Он выписывал «Всемирный следопыт», поэтому знал еще и не такие слова.
Даня не желал драки и поплелся на лестницу. Там было прохладней, и ясно горел долгий августовский закат в окне, и причудливо вспыхивал сине-лиловый витраж – вот были люди, они и лестницу старались изукрасить. Даня спустился на лестничную площадку и увидел, как сверху, из квартиры Кугельского, вышли, шатаясь, Плахов с Риголеттой. Они шли в обнимку, как бы танцуя вальс. Вглядевшись, наблюдатель поразился бы сложности их движений, их разнонаправленности, гармоничности, той подлинной танцевательности, которую природа, сей первый балетмейстер, закладывает в тела, лишенные всяческого соображения. Чем меньше головной, тем больше спинной, как-то так. Какая музыка могла бы аккомпанировать этому танцу? Тут было множество векторов и стремлений. Риголетта желала, но вместе с тем не желала здесь, а вместе с тем больше было негде, а вместе с тем и надо же было себя продать. Уже ее соседка по комнате была замужем, и как-то надо было думать. Уже все-таки было двадцать два. Этот был как будто не дикий и с профессией, и с виду даже не запойный, но от водки в нем проснулась такая нахрапистая уверенность, что он, может, еще и хуже запойного. И потому она боялась, а он жал и мял, но не от жестокости, а тут был свой резон. Он знал за собой особенность от этого возбуждаться больше, а сейчас был в себе недоуверен, поскольку выпивка, как мы знаем, обостряет хочу и расслабляет могу.

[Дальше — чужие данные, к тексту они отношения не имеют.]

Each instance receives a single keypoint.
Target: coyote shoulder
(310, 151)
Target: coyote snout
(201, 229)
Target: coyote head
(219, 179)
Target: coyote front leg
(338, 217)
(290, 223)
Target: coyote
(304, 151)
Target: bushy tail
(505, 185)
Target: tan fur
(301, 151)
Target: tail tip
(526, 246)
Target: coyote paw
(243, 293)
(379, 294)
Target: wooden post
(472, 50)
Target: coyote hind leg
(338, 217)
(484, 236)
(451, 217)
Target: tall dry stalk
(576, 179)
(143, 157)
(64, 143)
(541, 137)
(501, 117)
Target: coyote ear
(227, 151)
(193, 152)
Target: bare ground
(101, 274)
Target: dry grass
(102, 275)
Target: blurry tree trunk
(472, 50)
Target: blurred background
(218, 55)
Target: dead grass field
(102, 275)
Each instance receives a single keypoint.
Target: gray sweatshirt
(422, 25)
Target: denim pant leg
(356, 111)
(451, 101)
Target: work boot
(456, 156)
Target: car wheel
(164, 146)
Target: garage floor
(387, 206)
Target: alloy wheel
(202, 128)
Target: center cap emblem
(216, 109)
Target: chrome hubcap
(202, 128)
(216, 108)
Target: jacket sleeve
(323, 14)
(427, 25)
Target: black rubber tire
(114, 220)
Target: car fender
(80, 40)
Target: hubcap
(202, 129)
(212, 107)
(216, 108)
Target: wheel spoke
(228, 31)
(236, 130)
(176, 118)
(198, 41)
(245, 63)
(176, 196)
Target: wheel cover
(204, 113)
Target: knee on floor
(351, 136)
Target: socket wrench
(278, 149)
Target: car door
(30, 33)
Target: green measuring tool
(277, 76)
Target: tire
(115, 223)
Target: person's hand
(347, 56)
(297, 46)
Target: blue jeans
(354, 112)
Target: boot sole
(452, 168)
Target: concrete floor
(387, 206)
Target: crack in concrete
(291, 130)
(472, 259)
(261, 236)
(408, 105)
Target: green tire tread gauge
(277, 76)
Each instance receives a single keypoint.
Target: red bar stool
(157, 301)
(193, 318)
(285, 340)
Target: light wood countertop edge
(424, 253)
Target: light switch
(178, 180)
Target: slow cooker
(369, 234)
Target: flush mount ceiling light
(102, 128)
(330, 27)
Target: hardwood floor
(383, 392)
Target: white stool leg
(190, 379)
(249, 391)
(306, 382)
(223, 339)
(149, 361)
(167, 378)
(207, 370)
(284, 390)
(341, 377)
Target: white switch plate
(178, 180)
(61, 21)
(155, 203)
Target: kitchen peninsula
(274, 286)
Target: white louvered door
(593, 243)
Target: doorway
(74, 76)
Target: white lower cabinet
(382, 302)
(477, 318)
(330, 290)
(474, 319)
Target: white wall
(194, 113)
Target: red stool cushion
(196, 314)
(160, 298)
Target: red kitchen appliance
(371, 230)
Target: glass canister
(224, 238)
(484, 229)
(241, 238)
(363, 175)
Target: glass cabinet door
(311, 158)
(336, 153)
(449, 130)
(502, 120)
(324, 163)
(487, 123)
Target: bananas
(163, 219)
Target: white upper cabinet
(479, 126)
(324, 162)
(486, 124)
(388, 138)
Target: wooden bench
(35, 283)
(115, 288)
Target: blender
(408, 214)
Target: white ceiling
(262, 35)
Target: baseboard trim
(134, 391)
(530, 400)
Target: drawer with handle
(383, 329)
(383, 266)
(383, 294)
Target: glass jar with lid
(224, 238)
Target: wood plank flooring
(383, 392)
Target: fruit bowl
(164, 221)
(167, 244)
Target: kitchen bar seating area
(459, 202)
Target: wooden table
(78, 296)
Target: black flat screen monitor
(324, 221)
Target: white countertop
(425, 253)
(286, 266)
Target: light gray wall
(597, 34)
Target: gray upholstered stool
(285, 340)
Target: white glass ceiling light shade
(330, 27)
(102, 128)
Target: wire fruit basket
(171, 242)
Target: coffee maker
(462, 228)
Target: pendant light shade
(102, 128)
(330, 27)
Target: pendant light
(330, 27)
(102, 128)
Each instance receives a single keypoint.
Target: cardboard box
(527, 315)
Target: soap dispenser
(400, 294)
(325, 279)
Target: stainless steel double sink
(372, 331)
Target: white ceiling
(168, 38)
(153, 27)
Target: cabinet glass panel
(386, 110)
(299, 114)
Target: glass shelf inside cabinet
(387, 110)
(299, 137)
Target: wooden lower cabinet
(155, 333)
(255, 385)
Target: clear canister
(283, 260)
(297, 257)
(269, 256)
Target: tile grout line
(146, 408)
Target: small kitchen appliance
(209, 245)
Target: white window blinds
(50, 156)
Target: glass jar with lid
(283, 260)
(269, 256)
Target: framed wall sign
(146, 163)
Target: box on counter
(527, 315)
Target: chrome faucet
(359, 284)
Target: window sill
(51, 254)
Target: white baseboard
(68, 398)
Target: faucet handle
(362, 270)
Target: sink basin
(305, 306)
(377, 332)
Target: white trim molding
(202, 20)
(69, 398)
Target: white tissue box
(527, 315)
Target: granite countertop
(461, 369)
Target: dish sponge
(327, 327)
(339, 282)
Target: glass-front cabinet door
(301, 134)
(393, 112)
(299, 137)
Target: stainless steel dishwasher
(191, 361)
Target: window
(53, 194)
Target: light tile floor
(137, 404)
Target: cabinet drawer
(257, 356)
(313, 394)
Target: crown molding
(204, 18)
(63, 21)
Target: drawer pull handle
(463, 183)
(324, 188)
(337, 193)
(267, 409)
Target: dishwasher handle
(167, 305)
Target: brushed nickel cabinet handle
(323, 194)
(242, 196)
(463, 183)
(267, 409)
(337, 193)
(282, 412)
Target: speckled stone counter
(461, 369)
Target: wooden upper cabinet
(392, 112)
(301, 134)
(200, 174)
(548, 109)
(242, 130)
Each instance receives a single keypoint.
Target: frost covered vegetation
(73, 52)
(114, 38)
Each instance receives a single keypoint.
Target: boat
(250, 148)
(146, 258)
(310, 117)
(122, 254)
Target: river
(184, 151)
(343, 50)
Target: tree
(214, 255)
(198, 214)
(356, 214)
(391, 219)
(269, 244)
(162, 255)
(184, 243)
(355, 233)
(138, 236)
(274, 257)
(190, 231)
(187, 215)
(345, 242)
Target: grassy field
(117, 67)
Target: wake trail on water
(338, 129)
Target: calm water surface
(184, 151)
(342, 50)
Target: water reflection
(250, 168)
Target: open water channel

Он расстегивал уже штаны, одной рукой придерживая ее, другой доставая, третьей отбиваясь от ее отбивающихся рук, четвертой нашаривая, пятой направляя. Ртом он продолжал впиваться. Она мотала головой. Оба они рычали и немного хрюкали, и все это время продолжали кружиться на месте, и это кружение отзывалось в Дане таким бешеным вращением, что он отвел глаза; но внутренняя свистопляска не кончилась и тогда.
Много раз потом он испытывал это чувство, но никогда с такой силой. Все случилось без всякого мысленного перевязывания левого легкого мысленной лентой, без малейшего намека на долгое путешествие по духовным артериям, без заблаговременного открытия чакры. Даня ощутил сильнейшую внутреннюю болтанку, как если бы нечто в нем не находило себе места и металось в страшной тесноте, корчась от омерзения среди склизких внутренностей, среди сплошной биомассы, – наконец подкатило к горлу, и краем сознания он успел подумать, что сейчас обеспечит Плахову и Риге достойный антураж для первого свидания, но тут он согнулся пополам, выпрямился, вновь согнулся, прижался лбом к витражному стеклу, силясь обрести равновесие, на миг потерял сознание, после чего ощутил мгновенную боль в самой середине груди, и в следующую секунду свершилась его первая экстериоризация. Смех, да и только. Его, проще сказать, вырвало собственной душой.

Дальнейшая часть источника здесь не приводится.